También estaba el espacio y el deseo que esos objetos mágicos, que tantas horas de felicidad me han dado desde que era niño, empezaran a ser útiles para otras personas. Y está ese afán que me viene persiguiendo con el paso del tiempo, de volverme cada día más ligero, más leve, menos esclavizado por la dictadura de los objetos, más preparado, sin duda, para no llevarme nada.
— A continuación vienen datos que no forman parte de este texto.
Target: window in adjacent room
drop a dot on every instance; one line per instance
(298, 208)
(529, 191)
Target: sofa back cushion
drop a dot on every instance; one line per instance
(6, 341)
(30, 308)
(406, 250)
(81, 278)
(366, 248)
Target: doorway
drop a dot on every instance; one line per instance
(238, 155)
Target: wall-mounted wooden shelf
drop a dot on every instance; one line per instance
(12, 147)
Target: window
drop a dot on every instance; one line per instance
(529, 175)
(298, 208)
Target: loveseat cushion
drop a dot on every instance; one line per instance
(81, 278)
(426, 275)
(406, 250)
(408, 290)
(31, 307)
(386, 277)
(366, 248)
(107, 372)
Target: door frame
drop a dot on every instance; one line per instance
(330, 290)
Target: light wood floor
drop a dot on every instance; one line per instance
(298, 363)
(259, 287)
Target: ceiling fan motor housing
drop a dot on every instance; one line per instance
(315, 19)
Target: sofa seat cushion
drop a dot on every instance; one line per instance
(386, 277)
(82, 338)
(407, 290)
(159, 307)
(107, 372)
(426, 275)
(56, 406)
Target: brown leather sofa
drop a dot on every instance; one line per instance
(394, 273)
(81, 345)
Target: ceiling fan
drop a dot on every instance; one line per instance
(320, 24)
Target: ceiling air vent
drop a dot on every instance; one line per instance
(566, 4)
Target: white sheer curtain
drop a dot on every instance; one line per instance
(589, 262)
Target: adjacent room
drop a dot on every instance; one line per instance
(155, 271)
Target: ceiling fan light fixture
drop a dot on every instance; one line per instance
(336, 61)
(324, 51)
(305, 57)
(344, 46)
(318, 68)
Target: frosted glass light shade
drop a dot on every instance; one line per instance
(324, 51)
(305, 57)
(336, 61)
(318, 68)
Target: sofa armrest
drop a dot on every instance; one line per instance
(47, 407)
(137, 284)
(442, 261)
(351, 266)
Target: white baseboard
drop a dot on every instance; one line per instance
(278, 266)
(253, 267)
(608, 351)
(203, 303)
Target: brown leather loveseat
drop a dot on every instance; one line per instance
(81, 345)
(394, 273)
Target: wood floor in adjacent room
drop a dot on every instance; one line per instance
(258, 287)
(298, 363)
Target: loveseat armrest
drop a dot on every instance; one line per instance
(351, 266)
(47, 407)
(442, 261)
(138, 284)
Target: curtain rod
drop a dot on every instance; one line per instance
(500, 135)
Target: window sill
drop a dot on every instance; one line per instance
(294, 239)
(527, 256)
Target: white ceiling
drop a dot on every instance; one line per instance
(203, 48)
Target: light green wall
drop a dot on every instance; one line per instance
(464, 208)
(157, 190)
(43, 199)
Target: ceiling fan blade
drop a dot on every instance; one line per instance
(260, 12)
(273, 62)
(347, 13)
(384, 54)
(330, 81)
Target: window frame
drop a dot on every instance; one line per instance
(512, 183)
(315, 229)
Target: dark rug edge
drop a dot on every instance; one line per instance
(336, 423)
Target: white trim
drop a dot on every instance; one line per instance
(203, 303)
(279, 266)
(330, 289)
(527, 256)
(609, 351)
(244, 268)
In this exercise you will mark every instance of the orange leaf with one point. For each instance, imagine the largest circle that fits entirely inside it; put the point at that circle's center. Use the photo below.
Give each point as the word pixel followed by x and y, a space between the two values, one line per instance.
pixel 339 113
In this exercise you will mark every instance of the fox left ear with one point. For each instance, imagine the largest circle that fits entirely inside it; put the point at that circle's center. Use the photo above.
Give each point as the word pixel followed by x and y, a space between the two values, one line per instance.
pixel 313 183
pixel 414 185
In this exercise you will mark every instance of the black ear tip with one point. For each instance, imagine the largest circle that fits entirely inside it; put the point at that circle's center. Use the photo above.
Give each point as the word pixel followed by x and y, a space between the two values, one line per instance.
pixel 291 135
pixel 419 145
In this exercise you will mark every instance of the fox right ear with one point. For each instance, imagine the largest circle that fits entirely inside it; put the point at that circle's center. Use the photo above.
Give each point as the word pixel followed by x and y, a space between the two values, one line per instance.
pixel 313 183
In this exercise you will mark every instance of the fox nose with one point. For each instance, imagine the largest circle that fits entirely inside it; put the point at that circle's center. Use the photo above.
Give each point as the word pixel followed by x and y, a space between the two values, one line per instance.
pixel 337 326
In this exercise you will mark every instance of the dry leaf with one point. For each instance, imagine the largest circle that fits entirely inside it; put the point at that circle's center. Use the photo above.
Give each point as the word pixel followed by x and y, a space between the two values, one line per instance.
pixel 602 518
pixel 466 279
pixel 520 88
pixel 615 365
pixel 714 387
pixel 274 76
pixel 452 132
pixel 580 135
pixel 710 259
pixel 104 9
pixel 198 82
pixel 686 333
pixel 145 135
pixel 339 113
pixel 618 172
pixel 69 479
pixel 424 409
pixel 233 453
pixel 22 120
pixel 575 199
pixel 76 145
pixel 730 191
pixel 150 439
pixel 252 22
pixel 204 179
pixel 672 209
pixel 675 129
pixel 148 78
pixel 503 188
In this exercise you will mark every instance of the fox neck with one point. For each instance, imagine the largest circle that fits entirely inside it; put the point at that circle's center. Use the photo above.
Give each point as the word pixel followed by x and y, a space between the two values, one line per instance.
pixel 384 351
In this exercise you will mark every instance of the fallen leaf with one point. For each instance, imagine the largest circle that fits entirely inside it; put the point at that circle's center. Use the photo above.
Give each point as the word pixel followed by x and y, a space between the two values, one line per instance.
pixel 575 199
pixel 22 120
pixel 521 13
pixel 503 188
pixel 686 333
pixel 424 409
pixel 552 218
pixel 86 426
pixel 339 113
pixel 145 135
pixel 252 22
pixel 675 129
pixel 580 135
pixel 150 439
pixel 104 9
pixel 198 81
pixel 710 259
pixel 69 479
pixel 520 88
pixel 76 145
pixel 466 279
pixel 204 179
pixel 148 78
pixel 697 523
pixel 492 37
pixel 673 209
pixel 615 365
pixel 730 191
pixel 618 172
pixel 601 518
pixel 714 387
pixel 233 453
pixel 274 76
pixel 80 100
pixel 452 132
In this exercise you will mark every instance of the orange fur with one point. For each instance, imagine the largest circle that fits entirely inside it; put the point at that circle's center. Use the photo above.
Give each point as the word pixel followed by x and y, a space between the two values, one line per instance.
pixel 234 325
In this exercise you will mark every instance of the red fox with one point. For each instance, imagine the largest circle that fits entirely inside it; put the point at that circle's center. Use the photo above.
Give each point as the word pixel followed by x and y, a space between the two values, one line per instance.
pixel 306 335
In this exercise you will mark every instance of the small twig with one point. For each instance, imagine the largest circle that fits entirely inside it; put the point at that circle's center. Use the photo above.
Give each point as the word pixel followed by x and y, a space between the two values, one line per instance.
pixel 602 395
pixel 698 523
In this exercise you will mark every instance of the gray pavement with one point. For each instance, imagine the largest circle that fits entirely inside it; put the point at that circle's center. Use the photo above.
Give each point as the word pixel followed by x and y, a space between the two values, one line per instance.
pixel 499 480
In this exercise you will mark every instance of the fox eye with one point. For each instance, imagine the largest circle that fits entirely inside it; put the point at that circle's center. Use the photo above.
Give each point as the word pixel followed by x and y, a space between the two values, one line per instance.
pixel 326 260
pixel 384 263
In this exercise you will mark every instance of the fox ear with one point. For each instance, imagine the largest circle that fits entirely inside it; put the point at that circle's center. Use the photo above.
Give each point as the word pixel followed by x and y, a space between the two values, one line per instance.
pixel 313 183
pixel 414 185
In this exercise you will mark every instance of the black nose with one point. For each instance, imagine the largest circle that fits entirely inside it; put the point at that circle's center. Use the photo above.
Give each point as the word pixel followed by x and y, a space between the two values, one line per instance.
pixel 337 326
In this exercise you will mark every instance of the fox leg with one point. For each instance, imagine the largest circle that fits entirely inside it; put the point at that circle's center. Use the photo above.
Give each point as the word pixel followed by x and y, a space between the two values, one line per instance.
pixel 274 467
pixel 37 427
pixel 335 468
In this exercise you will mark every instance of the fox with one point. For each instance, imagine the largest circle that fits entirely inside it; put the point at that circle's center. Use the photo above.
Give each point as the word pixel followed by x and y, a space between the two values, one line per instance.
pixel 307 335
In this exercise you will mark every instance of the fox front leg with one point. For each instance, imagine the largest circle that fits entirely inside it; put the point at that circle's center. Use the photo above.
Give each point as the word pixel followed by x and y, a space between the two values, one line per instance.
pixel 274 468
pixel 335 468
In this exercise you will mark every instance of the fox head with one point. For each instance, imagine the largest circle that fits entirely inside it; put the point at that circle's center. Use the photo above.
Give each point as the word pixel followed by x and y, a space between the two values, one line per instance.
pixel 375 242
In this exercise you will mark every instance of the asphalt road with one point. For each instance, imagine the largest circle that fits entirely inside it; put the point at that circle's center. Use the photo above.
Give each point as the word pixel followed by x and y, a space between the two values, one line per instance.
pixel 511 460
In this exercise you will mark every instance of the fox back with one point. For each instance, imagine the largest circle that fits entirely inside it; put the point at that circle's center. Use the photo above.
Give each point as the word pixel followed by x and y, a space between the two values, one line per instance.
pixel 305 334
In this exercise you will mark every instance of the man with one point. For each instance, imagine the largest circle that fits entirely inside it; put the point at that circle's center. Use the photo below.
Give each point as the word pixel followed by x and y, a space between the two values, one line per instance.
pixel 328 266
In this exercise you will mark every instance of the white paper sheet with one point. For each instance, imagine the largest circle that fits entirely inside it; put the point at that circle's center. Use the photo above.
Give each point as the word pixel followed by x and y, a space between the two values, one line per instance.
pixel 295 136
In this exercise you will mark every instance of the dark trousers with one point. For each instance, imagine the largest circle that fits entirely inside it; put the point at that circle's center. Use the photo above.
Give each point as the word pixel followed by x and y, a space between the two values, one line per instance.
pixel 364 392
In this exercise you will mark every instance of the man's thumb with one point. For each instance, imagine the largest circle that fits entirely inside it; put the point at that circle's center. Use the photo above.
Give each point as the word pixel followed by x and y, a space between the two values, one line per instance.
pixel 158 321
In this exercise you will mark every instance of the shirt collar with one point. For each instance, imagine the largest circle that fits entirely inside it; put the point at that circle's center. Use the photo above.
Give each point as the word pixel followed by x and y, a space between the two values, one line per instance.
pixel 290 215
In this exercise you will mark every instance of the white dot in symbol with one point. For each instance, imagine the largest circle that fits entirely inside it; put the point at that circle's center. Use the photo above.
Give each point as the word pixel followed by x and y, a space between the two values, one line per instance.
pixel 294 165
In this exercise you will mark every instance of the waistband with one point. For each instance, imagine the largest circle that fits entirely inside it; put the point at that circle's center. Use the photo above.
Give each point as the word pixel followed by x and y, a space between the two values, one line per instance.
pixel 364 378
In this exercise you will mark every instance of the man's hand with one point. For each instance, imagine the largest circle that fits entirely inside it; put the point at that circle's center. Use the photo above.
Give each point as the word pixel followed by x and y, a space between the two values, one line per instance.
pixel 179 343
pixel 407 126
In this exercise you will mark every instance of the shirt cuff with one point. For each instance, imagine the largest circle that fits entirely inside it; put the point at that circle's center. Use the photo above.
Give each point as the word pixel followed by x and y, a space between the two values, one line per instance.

Me quedé con los libros entrañables, con mis autores del corazón: Capote, Gabo, Mishima, Camus, Greene, Juan Rulfo, Álvaro Mutis, La guerra del fin del mundo, mis textos del espíritu, mi Biblia, Wolfe, El Sastre de Panamá, las páginas de Alberto Lleras, la poesía de Darío Jaramillo, de Jaime Jaramillo Escobar, de Raúl Gómez Jattin, de León de Greiff, de Rogelio Echavarría, de Cavafis, el Cuarteto de Alejandría…

Como muchas personas en playas y sitios de vacaciones en esta Semana Santa, estoy leyendo en la iPad. No tengo problemas con el tamaño de la letra, con la forma de subrayar, con los comentarios, con la comodidad y con el espacio. Estoy de acuerdo con Umberto Eco y Jean Claude Carriére, cuyo texto físico “Nadie acabará con los libros” también llevo conmigo. Pero ya hay una nueva forma de leer, y un nuevo gusto, sin duda, que explican con sobradas razones el suceso de los libros digitales con el que comencé este artículo. Ya veremos cómo se plasma esa realidad en la Feria del Libro de Bogotá que comienza en pocos días.